Qualified Health Plans
California state law established the Covered California health insurance marketplac and directed it to “selectively contract with carriers so as to provide health care coverage choices that offer the optimal combination of choice, value, quality, and service” and to establish and use a competitive process to select the participating health plans.
Covered California QHP
A Qualified Health Plan (QHP) is a Covered California selected plan that offers an essential health benefits package and meets all other ACA requirements. Additionally, Cover California will strive for the ideal mix of health plans that best meet the Exchange’s goals of providing an appropriate range of high quality choice to participants at the best available price. There are a number of additional evaluation principles that Covered California will consider, including:
- Affirm that bid includes one of the standard plan designs for each metal tier.
- Confirm actuarial value for each plan submitted.
- Confirm geographic service area and rating region.
- Encourage delivery system reforms such as patient-centered medical homes, ACO, proven chronic disease management programs, effective quality and patient safety initiatives.

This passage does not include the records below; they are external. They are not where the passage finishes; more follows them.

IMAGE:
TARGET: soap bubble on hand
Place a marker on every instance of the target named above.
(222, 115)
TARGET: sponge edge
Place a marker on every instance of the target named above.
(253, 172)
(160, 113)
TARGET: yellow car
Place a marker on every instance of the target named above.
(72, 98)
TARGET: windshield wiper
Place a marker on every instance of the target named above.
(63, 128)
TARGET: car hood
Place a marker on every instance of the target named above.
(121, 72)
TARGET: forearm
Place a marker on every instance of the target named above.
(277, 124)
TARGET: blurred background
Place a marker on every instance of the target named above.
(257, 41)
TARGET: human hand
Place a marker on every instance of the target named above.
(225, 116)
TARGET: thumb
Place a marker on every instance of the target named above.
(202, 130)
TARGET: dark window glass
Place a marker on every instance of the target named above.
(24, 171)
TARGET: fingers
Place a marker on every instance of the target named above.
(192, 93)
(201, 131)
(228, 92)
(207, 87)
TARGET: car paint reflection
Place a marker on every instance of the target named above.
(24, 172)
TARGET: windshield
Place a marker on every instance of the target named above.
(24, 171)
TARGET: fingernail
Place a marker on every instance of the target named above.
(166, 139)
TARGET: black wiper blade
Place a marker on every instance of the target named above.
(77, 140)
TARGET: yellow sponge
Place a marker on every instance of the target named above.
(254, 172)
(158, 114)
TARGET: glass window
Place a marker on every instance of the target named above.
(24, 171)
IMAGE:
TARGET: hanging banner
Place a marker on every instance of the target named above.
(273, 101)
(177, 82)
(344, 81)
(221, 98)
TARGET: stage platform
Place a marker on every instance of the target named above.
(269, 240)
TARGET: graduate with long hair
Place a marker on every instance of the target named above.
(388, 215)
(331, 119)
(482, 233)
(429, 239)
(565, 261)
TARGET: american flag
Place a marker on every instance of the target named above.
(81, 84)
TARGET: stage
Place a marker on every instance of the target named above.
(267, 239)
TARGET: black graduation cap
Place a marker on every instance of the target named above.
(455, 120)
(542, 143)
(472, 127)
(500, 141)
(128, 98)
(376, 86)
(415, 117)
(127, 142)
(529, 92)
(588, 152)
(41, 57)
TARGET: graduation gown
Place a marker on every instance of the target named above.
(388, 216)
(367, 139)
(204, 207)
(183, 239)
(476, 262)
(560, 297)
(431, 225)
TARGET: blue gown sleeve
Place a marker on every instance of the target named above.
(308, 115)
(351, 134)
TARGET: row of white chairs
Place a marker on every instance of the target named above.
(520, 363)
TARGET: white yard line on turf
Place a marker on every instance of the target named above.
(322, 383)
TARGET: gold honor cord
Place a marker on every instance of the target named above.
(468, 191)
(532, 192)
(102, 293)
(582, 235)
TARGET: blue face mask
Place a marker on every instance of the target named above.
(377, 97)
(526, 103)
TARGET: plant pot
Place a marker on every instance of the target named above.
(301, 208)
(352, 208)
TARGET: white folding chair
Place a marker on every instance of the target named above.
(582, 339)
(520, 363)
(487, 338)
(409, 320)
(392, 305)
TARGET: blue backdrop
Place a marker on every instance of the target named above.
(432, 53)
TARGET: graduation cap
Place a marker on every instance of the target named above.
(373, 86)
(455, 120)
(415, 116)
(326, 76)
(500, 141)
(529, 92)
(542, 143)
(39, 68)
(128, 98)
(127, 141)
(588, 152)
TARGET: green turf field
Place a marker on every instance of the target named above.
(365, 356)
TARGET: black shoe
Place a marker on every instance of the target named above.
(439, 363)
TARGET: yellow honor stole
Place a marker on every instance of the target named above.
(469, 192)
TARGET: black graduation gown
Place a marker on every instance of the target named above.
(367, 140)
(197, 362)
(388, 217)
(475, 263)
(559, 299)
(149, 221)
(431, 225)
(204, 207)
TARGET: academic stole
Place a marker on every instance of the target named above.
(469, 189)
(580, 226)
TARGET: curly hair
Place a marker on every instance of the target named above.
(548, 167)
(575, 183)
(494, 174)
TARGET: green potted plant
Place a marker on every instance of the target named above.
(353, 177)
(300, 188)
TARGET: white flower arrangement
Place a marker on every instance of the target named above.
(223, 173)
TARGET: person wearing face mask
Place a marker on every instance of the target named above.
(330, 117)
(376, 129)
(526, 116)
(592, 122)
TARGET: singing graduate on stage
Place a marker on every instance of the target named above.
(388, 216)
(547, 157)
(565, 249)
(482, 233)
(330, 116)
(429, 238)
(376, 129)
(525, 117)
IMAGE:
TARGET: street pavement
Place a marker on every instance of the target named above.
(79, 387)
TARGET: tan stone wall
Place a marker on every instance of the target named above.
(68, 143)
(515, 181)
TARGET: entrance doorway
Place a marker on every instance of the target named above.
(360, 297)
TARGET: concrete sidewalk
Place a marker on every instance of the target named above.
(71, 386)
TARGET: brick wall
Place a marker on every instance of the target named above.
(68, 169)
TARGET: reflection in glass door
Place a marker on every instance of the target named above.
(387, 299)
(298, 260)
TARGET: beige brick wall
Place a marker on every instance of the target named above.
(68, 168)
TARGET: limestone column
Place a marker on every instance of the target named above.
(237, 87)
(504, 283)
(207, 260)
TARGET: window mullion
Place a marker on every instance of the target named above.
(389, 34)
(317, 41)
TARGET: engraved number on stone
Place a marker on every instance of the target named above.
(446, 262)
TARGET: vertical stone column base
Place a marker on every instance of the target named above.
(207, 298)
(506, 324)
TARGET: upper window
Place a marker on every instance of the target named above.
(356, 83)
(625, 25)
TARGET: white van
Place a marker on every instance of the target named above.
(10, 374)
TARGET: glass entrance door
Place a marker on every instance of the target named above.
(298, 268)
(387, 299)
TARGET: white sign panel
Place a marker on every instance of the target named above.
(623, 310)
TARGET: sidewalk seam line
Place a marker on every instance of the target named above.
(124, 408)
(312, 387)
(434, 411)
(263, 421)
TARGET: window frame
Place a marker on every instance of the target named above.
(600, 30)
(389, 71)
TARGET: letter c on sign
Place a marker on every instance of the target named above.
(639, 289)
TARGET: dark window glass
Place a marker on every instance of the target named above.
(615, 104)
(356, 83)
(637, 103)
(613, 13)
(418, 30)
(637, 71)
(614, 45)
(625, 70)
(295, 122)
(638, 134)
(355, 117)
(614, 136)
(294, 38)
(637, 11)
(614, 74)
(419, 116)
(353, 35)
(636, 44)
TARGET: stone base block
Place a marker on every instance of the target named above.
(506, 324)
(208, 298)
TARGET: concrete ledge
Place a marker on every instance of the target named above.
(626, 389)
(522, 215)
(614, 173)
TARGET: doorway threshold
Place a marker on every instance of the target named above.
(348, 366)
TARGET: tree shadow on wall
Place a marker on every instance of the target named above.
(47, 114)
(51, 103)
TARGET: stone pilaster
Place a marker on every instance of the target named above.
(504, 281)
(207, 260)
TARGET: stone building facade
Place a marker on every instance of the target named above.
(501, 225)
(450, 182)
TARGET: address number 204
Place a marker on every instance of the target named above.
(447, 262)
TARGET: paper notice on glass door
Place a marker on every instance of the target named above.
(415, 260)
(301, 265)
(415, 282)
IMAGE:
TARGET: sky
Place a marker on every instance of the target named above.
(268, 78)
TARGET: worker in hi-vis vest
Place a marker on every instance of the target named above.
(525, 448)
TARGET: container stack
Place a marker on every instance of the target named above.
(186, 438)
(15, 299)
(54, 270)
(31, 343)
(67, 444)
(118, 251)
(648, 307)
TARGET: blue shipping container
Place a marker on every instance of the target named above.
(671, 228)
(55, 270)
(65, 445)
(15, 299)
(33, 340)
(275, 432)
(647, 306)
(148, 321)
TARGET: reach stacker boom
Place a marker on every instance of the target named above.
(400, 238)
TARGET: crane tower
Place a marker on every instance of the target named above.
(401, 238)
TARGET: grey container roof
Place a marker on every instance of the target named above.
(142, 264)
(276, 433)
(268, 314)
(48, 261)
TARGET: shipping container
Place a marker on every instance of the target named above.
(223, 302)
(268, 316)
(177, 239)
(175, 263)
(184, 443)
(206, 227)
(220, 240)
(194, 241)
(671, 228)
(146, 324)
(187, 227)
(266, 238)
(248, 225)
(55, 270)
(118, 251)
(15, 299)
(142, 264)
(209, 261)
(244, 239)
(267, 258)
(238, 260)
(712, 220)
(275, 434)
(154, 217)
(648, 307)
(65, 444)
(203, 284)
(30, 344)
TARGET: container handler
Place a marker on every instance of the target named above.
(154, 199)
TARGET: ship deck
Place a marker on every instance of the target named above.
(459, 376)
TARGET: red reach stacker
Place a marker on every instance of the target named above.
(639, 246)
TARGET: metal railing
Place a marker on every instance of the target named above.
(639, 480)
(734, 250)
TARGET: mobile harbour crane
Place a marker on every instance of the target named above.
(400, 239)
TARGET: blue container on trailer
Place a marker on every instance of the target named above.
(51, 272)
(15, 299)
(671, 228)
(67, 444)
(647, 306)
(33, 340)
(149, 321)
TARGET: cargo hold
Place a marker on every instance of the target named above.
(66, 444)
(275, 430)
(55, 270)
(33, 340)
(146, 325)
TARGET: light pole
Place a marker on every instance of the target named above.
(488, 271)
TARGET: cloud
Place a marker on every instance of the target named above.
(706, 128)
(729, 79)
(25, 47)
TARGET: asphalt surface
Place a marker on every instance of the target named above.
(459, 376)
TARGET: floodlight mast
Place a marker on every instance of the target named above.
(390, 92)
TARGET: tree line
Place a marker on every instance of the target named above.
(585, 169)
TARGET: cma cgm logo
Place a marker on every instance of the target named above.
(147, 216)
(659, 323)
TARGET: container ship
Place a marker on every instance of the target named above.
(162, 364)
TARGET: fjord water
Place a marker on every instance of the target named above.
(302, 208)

Covered California QHP Selection Benchmarks
- Evaluation and selection of winning responses by 3/30/2013
- Discussion and negotiation of final contract terms, conditions, and premium rates by 5/31/2013
- Execution of contracts with the selected QHP issuers 6/1/2013
Standardized Benefit Plan Designs Summary of Benefits and Coverage
Covered California has conducted discussion among health plan issuers, providers and consumer representatives about the details of the preliminary standardized benefit plan designs. The Exchange has created Co-Pay and Co-Insurance standard plans and restructured deductible types to accommodate HMO-capitated, delegated model operations. Designs consistently prefer co-pays over co-insurance to simplify consumer comparison even in the coinsurance plan. Standard benefit plan designs are ” platform neutral” which allows HMO bids for co-insurance if desired. Alternate benefit plan designs will be considered (one per issuer only), and will be closely scrutinized.